私は『植物生成』で蔓を木の幹に変化させ、こちらからも木の槍を刺し返します。
木と木が激しくぶつかり合いました。
攻撃は最大の防御というけど、これじゃどちらの攻撃も相手には届かなそうだね。
「なるほどねえ、アルラウネのお姫様は自分の身体を他の植物に変異させる能力を持っているのかい。それだけで既に植物モンスターの域を超えているよう」
姉ドライアドが感心するように微笑みます。
余裕そうなのが気味悪いね。
「ならこれは防げるかねえ」と言いながら、姉ドライアドは躍動する樹木に手のひらを重ねました。
「精霊魔法『性質変化』“締殺樹木”」
姉ドライアドが操る木々が変化していき、無数の細い根っこに分裂していきました。
そのまま私の木の幹を覆うように浸食していき、信じられないほどの力で私の木の幹を粉砕していきます。
──うげっ、なにこれ。
凄いパワーだよ!
「周囲の木に取りついて居場所を乗っ取る魔木があってねえ、精霊魔法でその性質を付加させたのさ」
私は『植物生成』で自分の身体を改良することができます。
逆に、姉ドライアドは精霊魔法によって周囲の植物の特性を変化させることができるみたい。
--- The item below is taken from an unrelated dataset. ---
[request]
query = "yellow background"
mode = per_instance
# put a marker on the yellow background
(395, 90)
似たような能力を持っているけど、こちらは自分の身体が傷つくのに、姉ドライアド自身は何をしても傷を負うことがないんだから卑怯だよ!
細い根っこが津波のように襲ってきました。
茨の壁を作って防御です。
けれど私の茨に大樹の根がタコ足のように絡みついて、締め付け始めます。
そのまま雑巾を搾る様に、私の茨は大樹の根によって引きちぎられてしまいました。
──ひぃっ。痛いよう!
植物に取りついて相手を絞め殺すなんて、どんだけ凶暴な植物なの。
でも、私はこの魔木と同じような性質を持った植物を知っていました。
その植物の名前は『ガジュマル』。
ガジュマルは鳥の糞などに混ざって、他の木の上に発芽します。
そのまま細い根が垂れるように広がり、取りついた木をすっぽりと覆ってしまう。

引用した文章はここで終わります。